Home care agencies are increasingly providing diverse services to recipients in multiple jurisdictions for multiple payers and many agencies already use back-office systems with EVV data collection to effectively manage this environment.   By establishing a standard for payers to consider when drafting certification and participation language, these integrated EVV capable systems can provide the maximum benefit for the industry and home care agencies can utilize the software and EVV solution that works the best for their business.

Payer-mandated or payer managed EVV strategies on the other hand, do not allow home care agencies to realize many of the other very significant benefits of electronically collecting visit information via their integrated software solutions and creates an inefficient “silo” effect across jurisdictions and program types.  The EVV Workgroup believes this model forces duplication, adds cost and complexity, and creates data integrity concerns by having relational data such as time and attendance, scheduling records, services, client records, and billing in multiple places.

We invite you to join the conversation!  Please review the EVV Types and EVV Perspectives and share yours as we work together to align the right application of available technologies which will help improve accountability and the performance of service delivery in the most manageable fashion.

  1. Larry leahy
    August 9, 2012 at 9:02 pm

    competition is what makes our country great and leads to lower costs and inovation.

  2. Teresa McCulloch
    March 30, 2011 at 7:58 pm

    As a moderately sized, rural home care company in Missouri, I appreciate our State’s decision to allow the providers the option of choosing their own Telephony vendors. Our company offers many different types of home care services and given the fact that our existing software company had already developed an interface with a particular Telephony system, it would have been very costly for us to have been forced to use a different vendor.

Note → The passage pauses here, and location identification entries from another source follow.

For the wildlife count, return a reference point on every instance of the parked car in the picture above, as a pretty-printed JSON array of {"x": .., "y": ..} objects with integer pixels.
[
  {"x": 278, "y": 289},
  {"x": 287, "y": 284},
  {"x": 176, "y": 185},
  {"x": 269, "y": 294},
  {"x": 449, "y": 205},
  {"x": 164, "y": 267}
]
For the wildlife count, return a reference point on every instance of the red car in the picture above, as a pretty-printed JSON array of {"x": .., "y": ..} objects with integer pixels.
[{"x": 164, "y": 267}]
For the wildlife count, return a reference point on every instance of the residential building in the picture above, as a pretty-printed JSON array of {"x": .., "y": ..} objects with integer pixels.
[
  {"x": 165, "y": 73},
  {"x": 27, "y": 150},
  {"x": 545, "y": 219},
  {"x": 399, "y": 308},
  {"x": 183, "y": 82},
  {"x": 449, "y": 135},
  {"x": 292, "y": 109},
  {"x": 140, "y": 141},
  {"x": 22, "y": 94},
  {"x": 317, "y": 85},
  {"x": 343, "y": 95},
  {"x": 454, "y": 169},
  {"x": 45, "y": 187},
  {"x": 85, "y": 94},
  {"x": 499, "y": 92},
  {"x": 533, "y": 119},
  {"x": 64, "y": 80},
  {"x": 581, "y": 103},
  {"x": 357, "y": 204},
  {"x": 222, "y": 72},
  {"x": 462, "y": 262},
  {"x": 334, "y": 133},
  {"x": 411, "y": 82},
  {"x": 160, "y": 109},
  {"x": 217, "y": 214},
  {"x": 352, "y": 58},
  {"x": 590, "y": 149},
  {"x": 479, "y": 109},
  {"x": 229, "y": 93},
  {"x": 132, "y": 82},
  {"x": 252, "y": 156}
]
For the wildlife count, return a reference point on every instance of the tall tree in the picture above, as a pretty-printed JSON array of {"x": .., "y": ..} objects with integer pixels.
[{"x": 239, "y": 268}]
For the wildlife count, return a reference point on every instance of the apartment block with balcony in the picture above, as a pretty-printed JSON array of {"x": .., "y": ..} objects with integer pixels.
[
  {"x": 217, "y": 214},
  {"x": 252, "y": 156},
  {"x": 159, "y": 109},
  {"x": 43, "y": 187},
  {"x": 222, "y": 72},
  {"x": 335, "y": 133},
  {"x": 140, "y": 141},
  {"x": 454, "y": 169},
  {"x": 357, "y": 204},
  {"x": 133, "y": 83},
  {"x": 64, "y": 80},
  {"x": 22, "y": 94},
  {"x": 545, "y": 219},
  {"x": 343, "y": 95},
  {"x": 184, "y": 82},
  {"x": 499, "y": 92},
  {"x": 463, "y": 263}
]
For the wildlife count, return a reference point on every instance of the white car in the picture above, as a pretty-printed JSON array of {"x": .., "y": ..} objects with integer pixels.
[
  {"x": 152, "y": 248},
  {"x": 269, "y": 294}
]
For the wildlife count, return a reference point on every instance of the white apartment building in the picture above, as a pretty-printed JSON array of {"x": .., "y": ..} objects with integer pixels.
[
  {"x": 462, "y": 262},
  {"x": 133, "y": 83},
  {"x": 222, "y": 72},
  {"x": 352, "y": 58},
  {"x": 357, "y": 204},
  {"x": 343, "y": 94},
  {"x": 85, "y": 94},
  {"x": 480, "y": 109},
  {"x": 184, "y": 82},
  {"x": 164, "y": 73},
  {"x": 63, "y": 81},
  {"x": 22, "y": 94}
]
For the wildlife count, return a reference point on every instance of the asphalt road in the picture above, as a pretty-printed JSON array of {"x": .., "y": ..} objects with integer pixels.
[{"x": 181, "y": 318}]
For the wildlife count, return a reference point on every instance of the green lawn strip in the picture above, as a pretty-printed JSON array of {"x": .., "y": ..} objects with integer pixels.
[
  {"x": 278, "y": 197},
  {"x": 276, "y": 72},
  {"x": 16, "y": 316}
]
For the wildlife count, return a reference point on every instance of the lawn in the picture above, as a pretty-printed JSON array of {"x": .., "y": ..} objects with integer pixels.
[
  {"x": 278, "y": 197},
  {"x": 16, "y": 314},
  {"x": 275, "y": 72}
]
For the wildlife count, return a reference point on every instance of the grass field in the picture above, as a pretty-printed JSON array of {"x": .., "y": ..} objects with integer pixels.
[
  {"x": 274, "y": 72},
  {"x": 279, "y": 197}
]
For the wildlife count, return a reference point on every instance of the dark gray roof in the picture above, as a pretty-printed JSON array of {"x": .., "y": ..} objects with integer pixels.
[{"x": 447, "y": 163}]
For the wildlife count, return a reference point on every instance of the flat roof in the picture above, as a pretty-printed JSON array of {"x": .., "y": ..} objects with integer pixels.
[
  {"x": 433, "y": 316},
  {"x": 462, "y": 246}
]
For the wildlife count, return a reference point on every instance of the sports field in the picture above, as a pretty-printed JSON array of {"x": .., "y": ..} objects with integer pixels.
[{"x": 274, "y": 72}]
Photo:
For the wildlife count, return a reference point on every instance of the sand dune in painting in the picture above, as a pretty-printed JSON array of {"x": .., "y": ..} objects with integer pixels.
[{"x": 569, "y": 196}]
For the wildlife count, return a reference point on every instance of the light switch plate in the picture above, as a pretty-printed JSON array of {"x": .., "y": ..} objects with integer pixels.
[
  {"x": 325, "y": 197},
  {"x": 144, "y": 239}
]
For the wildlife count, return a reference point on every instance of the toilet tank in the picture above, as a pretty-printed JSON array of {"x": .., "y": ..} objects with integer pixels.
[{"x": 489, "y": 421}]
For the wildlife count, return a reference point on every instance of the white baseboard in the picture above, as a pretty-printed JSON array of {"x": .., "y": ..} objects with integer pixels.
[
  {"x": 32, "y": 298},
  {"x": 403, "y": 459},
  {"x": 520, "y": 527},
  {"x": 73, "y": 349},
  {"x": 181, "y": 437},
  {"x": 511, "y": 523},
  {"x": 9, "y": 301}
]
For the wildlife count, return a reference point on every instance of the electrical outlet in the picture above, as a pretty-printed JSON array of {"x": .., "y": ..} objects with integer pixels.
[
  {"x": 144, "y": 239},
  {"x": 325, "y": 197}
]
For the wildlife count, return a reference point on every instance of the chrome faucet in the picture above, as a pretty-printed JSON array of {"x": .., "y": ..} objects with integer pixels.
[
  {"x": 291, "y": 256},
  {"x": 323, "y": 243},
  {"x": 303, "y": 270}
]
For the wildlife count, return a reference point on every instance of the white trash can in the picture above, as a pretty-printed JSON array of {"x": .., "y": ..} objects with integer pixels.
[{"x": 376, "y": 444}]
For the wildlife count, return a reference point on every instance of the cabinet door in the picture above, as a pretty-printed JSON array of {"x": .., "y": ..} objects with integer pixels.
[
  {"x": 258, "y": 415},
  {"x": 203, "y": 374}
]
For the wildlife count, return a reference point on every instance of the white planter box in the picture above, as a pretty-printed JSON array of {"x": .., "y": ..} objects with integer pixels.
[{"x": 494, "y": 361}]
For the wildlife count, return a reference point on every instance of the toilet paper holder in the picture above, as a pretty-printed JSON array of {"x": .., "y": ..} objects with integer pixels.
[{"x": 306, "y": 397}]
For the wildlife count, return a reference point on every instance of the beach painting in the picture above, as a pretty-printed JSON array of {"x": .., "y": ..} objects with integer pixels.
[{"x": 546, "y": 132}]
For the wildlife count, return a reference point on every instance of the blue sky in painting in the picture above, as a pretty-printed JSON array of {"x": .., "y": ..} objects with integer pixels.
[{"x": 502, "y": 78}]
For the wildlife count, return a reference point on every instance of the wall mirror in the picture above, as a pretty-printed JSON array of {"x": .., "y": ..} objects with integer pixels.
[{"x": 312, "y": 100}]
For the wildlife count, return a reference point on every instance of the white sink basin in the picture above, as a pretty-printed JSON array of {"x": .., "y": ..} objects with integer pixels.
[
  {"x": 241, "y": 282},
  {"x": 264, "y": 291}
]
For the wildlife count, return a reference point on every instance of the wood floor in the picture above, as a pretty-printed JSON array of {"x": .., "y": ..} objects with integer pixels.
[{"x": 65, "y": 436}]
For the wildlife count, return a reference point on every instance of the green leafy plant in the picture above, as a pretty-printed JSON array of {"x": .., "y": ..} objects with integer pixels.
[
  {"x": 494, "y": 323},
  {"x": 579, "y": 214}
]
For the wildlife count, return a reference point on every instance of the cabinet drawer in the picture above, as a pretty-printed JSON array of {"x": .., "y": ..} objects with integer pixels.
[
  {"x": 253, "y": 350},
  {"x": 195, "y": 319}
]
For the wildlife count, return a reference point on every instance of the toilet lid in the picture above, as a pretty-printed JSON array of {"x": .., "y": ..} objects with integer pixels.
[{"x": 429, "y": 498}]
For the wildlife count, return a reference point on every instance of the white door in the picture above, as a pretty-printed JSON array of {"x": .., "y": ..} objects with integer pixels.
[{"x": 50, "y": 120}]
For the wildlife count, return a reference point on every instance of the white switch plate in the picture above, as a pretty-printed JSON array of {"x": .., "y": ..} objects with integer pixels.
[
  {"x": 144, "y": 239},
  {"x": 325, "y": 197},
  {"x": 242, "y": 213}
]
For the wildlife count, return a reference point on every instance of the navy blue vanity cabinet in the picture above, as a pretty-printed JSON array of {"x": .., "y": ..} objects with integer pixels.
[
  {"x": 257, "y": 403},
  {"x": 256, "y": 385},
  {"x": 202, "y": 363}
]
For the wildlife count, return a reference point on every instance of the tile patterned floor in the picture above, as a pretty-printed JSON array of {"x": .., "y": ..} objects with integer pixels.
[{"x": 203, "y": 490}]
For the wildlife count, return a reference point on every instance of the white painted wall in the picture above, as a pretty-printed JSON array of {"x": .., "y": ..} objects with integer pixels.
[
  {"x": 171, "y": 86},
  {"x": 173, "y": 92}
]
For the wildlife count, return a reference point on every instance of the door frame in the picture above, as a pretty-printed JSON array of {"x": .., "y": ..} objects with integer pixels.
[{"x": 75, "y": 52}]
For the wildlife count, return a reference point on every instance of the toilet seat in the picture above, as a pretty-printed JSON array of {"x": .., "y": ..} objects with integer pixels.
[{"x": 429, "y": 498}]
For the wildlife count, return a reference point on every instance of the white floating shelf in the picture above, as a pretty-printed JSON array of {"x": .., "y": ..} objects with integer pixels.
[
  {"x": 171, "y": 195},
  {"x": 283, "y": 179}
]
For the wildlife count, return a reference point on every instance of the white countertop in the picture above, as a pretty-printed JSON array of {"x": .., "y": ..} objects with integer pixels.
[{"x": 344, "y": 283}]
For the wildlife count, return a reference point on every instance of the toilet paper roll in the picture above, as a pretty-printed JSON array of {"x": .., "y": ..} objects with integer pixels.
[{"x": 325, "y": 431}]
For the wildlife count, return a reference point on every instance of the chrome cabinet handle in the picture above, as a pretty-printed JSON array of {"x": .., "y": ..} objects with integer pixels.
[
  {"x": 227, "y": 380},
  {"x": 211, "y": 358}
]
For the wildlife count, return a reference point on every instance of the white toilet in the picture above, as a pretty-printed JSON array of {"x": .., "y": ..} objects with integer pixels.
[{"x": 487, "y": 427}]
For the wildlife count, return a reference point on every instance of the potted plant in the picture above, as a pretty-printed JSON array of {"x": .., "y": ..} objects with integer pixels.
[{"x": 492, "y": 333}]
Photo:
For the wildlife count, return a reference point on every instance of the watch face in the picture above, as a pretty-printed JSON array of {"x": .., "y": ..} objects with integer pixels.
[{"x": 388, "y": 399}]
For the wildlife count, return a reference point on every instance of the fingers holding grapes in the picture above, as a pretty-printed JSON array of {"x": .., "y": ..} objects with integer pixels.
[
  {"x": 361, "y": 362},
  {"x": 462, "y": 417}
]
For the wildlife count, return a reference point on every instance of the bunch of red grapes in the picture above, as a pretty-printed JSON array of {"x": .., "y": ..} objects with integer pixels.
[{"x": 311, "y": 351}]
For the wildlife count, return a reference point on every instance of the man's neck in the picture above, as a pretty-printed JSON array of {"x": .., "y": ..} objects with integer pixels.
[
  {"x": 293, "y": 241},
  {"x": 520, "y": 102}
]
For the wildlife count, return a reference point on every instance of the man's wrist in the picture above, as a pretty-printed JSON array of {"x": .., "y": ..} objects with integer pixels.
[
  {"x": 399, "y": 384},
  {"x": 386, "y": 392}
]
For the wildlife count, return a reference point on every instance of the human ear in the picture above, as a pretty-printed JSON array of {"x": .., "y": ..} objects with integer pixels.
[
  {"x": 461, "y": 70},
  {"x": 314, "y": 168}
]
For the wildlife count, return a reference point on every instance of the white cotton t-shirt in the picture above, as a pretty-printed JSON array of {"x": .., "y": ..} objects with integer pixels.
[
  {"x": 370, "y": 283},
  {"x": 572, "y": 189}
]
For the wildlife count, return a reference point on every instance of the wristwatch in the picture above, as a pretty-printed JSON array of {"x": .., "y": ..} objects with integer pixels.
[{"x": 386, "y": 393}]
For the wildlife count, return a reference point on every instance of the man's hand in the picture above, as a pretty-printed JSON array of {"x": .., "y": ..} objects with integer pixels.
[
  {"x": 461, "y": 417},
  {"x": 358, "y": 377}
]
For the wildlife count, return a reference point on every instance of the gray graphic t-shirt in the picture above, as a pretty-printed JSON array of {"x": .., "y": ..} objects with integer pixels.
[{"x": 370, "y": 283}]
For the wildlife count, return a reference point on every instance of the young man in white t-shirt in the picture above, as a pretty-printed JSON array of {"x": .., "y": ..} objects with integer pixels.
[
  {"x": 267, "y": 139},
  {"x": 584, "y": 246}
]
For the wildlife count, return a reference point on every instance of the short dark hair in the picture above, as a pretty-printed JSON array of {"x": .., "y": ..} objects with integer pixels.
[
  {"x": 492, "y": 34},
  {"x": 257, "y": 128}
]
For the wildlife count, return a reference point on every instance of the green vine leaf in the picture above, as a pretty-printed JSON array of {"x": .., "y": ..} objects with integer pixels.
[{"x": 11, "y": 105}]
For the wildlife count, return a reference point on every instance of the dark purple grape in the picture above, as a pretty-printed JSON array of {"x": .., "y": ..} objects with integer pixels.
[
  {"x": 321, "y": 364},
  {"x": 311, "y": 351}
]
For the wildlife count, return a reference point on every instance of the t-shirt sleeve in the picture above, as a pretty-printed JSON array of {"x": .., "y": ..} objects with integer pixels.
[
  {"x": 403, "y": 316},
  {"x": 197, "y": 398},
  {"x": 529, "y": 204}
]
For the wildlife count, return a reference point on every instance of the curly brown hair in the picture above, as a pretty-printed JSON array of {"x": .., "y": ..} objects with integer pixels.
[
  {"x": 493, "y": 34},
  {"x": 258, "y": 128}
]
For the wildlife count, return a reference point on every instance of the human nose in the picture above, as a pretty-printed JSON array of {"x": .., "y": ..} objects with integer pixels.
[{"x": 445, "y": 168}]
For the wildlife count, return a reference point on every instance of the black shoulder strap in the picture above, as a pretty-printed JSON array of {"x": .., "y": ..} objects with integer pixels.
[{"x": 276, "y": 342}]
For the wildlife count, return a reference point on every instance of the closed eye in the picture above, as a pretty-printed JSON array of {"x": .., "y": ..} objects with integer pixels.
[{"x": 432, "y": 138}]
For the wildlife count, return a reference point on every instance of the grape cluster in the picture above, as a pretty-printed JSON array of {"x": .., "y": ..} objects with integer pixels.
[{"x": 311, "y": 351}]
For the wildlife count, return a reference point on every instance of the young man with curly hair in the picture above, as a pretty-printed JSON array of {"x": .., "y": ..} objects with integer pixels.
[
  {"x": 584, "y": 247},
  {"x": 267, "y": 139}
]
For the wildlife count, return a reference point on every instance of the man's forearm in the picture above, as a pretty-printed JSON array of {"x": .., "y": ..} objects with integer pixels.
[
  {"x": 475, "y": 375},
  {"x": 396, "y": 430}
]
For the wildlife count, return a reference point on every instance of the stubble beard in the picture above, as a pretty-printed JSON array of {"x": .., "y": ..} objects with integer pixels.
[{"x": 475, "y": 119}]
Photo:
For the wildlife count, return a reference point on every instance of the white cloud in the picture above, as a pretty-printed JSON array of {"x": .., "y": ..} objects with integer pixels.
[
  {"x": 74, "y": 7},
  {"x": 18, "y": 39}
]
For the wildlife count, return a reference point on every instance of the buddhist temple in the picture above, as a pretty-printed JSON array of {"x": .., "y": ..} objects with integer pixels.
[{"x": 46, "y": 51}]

    Home care companies across the nation are very diverse in design and funding. I can understand why a State may mandate certain standards for all Telephony vendors, but it is unimaginable for a State to think they can force home care companies to use one vendor unless the State is actually picking up the expense. And given the budget deficits of 90% of the States I cannot see any of them offering to fund this added service. I support the efforts to keep other States from forcing home care providers to use ONE vendor!